Calamity has been described in several dictionaries as a disaster.
But Calamity was used as the “name” of a person. Remember Calamity Jane, the film that starred Doris Day?
Well, there was a real Calamity Jane. Her name was Martha Jane Canary (sometimes spelt Cannary), a frontierswoman and a professional scout. She was also illiterate and an alcoholic.
She was a friend of Wild Bill Hickock and appeared in the Buffalo Bill Wild West Show. She was also a fighter of American Indians.
Much of what she said about herself cannot be proven, or she would be on a par with Superman.
She died aged 51 in 1903.
Several versions are given on the origins of calamity. Many dictionaries say of this word “a disaster”.
If we go back far enough, we find that the word comes from the Latin calamitas.
My Macquarie says it refers to great trouble, adversity, misery or a great misfortune or a disaster.
But I like the word from Andrew Bierce, who says of calamity in his 1911 dictionary: “The affairs of life are not of our own ordering; calamities are of two kinds – misfortune to ourselves and good fortune to others”. I don’t know what he meant, but it sounded good.
But the word has been used to refer to crops as well as humans.
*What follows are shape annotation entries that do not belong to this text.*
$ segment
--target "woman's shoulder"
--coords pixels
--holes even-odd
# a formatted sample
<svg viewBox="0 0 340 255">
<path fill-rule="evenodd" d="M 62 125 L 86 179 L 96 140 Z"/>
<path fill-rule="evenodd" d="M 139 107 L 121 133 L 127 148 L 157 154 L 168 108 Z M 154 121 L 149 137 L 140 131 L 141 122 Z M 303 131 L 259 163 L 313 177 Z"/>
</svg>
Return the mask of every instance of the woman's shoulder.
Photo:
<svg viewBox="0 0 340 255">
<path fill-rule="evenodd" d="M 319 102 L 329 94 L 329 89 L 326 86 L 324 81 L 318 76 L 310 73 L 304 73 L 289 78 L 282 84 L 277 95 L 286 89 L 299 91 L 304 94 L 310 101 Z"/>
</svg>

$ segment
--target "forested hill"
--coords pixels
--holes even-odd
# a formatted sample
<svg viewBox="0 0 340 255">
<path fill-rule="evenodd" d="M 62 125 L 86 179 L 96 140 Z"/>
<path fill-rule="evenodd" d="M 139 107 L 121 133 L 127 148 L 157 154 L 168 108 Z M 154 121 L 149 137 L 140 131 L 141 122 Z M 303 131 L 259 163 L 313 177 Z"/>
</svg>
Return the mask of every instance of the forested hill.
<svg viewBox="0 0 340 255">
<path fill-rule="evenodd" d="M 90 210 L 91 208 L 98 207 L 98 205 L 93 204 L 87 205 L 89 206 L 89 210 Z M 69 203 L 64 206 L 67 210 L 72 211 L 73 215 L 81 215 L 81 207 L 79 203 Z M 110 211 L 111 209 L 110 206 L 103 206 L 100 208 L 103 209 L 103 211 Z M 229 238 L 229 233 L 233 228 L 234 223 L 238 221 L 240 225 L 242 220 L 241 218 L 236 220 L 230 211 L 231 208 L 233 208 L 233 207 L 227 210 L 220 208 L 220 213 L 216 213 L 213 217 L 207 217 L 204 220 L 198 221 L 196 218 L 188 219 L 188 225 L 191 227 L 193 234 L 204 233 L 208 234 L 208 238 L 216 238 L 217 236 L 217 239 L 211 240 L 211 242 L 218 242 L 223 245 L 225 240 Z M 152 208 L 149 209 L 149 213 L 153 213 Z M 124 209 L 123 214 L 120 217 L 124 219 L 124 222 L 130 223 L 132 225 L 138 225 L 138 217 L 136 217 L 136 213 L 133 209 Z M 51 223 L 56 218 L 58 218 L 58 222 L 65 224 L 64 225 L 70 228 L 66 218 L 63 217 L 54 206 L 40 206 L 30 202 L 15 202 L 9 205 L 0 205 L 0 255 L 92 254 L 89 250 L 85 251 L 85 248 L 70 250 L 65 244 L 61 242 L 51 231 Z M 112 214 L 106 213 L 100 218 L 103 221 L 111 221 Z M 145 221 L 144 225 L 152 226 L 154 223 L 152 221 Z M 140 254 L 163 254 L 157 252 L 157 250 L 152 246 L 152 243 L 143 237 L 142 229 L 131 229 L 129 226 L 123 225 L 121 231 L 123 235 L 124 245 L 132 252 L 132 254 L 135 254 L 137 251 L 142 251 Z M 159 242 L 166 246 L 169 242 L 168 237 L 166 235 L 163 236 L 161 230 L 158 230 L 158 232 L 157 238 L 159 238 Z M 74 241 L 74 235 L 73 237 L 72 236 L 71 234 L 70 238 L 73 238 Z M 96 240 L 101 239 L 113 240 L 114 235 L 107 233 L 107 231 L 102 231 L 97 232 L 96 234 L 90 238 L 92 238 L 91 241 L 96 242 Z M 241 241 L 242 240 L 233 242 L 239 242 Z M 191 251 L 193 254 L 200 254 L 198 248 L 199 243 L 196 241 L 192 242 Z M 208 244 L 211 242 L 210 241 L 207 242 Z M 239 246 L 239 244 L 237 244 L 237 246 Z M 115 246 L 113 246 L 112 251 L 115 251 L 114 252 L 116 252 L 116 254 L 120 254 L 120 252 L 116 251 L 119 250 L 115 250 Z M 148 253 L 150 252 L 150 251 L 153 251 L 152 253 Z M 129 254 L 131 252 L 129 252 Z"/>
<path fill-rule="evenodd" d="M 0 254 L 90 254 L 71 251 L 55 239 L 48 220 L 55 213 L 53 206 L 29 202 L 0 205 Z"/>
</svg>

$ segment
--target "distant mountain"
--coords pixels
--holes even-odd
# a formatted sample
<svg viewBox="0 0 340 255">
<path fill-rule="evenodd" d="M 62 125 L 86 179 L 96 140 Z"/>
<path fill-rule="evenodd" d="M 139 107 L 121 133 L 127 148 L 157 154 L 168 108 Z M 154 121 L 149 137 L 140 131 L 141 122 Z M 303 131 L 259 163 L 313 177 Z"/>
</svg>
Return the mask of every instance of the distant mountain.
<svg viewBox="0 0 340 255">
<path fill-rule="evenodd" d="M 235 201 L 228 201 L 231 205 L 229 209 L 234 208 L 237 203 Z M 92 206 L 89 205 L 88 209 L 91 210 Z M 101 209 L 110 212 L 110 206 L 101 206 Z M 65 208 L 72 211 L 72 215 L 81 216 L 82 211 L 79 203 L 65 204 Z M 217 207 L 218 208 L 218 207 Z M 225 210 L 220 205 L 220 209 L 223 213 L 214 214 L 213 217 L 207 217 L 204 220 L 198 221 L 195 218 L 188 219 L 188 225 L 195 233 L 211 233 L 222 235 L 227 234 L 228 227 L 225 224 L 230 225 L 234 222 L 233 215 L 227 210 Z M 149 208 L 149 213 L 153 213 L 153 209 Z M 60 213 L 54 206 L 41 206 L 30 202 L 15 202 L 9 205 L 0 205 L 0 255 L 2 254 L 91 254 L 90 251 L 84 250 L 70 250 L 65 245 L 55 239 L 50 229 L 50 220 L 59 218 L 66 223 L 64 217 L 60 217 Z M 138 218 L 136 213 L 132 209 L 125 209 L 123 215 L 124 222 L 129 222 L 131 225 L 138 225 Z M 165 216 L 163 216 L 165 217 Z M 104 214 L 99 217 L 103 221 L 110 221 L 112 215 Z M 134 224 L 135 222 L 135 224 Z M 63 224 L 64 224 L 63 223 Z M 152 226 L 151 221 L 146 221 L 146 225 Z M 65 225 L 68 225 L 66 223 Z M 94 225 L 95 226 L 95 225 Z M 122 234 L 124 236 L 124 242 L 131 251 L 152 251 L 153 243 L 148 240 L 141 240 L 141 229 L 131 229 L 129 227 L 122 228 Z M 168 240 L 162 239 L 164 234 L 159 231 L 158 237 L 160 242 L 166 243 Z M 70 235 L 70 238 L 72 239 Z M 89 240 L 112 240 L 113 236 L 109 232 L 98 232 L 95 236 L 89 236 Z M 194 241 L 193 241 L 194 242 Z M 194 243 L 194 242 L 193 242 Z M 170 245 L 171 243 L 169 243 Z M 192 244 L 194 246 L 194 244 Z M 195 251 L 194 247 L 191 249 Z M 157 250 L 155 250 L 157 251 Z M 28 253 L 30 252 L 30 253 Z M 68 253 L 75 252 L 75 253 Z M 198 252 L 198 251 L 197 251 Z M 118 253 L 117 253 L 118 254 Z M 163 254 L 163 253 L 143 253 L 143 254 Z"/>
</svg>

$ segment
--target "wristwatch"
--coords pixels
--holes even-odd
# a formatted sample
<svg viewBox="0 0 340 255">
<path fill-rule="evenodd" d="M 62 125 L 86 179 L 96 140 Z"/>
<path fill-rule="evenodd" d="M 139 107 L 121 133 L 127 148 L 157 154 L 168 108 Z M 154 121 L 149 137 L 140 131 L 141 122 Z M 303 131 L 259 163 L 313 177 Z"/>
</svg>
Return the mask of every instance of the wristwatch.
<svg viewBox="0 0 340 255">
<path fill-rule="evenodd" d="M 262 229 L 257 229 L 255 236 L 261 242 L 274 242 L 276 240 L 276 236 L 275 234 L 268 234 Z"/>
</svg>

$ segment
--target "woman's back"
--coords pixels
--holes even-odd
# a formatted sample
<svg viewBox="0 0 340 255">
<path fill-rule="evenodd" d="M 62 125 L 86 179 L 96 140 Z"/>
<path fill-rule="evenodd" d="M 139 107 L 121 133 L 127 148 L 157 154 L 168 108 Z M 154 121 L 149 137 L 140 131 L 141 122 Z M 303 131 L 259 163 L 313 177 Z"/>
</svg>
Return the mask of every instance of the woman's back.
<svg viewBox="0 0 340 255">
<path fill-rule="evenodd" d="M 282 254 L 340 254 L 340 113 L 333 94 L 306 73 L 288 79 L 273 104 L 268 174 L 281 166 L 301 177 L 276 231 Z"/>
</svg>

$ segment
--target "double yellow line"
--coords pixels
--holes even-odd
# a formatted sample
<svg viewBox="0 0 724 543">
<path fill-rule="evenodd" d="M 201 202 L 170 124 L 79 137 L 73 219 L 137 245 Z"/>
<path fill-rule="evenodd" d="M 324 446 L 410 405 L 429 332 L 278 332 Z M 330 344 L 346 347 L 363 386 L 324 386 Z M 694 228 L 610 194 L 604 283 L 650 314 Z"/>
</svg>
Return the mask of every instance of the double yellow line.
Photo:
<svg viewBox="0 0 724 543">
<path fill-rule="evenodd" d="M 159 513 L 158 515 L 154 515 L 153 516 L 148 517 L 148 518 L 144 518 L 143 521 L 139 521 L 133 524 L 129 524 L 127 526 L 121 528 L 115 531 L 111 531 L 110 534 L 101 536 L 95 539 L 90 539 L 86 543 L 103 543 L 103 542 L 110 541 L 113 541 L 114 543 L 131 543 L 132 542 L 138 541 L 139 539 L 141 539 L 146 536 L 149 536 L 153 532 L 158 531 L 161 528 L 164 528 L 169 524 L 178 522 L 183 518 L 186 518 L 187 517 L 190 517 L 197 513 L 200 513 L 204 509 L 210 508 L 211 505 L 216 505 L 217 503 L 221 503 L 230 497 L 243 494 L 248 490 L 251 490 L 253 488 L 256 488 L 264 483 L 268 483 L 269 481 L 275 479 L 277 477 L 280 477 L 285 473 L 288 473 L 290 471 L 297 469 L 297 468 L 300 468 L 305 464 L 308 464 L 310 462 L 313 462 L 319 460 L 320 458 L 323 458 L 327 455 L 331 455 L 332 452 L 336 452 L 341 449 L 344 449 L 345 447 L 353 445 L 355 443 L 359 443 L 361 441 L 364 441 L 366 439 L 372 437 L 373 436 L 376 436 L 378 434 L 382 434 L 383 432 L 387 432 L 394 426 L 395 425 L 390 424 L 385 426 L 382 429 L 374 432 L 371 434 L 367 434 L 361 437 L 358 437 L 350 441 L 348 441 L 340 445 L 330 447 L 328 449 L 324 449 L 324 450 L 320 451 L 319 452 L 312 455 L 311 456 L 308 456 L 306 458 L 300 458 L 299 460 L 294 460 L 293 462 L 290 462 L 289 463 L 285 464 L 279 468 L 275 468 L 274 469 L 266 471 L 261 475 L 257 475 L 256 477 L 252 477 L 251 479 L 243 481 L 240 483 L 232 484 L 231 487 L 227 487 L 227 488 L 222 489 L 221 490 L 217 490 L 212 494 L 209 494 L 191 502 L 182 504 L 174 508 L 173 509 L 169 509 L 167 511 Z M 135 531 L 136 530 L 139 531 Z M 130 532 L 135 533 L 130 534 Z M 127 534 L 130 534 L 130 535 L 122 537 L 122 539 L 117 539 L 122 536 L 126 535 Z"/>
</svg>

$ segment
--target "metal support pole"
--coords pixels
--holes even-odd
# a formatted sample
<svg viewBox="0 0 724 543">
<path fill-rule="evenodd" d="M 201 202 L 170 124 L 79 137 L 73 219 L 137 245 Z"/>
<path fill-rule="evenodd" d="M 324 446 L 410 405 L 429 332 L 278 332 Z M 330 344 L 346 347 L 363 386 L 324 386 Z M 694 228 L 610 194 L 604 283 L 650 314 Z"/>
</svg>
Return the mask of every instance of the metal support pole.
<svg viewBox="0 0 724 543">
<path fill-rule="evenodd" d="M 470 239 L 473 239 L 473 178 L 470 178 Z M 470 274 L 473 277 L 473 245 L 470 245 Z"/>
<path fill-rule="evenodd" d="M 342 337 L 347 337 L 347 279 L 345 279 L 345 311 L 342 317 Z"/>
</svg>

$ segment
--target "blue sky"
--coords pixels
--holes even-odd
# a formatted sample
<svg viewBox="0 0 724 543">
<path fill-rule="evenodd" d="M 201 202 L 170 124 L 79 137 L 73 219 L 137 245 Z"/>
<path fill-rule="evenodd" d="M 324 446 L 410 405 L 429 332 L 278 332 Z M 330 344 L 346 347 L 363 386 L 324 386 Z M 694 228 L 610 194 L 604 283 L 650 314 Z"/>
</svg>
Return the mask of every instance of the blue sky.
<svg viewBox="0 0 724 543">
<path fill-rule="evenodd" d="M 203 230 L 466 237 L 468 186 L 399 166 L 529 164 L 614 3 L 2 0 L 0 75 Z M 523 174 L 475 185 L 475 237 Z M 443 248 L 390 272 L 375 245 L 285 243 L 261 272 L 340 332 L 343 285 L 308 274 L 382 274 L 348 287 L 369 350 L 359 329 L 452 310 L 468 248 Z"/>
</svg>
Eliezer Edwards in his 1881 dictionary says the word refers to the corn not being able to get out of the stalk. He quotes Lord Byron as saying this.
My big dictionary says: “fraught with or causing calamity, disastrous, distressful, full of distress, affliction or misery”. It also says “damage, disaster, adversity”.
Fancy looking up the word calamity and the dictionary tells you it “causes calamity”.
That’s sometimes the problem with dictionaries.
Calamitous means “in a calamitous manner”, almost as bad.
My big dictionary says of the damage to crops “trouble or misery”.
Shakespeare had a go at it. In Romeo and Juliet he says “thou art wedded to calamitie”.
But in 1586 Thomas Cogan in Haven Health said calamity was a grief of the head, which was a common calamity of students. So, I suppose you could say “I can’t do the HSC because I have a calamity”.
In 1754 Samuel Richardson writing The History of Sir Charles Grangdison said: “I am in calamity, my dear: I would love you if you were in calamity“. I think he means if she were as crazy as him.
Very few words come from calamity. They might include calamize, calamitousness or calamitously. Calamity has been everywhere, in books and businesses.
I wouldn’t like to head a business that says calamity. I don’t know about you.